Unconfigured Ad

Collapse
X
 
  • Filter
  • Time
  • Show
Clear All
new posts
  • xhuister
    Member
    • Apr 2010
    • 41

    How to get normalized count from DESeq?

    Hi all,

    I have different libraries of NGS and want to use DESeq to normalize them. I want to make the count comparable among different libraries, but how can I get the normalized count (in integer number but not float value)?

    In the DESeq mannual, there is code like this:
    cds <- newCountDataSet( countsTable, conds )
    cds <- estimateSizeFactors( cds )
    cds <- estimateVarianceFunctions( cds )
    res <- nbinomTest( cds, "T", "N")

    And about the normalization, I have sample1,2,3, each sample only has one replicate, if I want to compare sample1 and 2, should I normalize between 1 and 2, while if to compare 2 and 3, then again normalized between 2 and 3? Can I normalize sample 1,2,3 together then compare 1,2 or 2,3?


    Thanks!
  • Simon Anders
    Senior Member
    • Feb 2010
    • 995

    #2
    You can divide your counts by the size factors:

    normalizedCounts <- t( t(counts(cds)) / sizeFactors(cds) )

    Now, the samples are on a common scale.

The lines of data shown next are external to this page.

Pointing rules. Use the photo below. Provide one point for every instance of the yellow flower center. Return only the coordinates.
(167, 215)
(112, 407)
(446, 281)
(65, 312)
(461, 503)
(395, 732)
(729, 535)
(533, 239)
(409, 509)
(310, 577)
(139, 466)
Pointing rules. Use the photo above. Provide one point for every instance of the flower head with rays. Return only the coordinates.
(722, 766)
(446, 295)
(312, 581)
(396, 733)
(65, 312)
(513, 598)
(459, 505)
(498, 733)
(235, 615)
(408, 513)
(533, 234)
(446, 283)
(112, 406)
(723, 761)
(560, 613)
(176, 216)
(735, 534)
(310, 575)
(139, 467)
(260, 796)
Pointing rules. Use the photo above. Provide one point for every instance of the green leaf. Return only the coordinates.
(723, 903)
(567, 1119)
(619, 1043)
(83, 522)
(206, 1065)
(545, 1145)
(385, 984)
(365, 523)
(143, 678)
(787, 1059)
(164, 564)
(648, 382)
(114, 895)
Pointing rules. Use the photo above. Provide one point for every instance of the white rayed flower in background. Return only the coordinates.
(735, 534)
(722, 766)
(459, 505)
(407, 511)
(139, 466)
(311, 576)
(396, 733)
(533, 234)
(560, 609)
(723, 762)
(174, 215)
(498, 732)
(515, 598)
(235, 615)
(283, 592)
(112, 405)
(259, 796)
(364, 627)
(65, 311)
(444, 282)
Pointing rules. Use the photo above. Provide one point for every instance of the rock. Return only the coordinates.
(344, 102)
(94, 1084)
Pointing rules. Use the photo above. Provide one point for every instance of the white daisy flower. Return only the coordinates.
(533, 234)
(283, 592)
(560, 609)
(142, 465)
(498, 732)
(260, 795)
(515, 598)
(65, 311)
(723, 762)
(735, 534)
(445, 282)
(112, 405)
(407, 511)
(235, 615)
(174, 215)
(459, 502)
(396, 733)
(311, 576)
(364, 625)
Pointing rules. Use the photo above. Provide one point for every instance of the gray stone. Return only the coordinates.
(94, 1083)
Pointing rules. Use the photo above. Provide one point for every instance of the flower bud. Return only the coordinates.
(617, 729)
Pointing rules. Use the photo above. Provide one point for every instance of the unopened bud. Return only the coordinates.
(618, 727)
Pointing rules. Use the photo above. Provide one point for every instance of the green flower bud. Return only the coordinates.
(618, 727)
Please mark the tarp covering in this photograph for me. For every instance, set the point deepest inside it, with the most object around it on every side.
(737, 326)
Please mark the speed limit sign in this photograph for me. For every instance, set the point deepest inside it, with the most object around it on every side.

    Of course, these are not integer values. However, I cannot quite see why you would want to have integer values.

    Simon

    Comment

    • xhuister
      Member
      • Apr 2010
      • 41

      #3
      Originally posted by Simon Anders View Post
      You can divide your counts by the size factors:

      normalizedCounts <- t( t(counts(cds)) / sizeFactors(cds) )

      Now, the samples are on a common scale.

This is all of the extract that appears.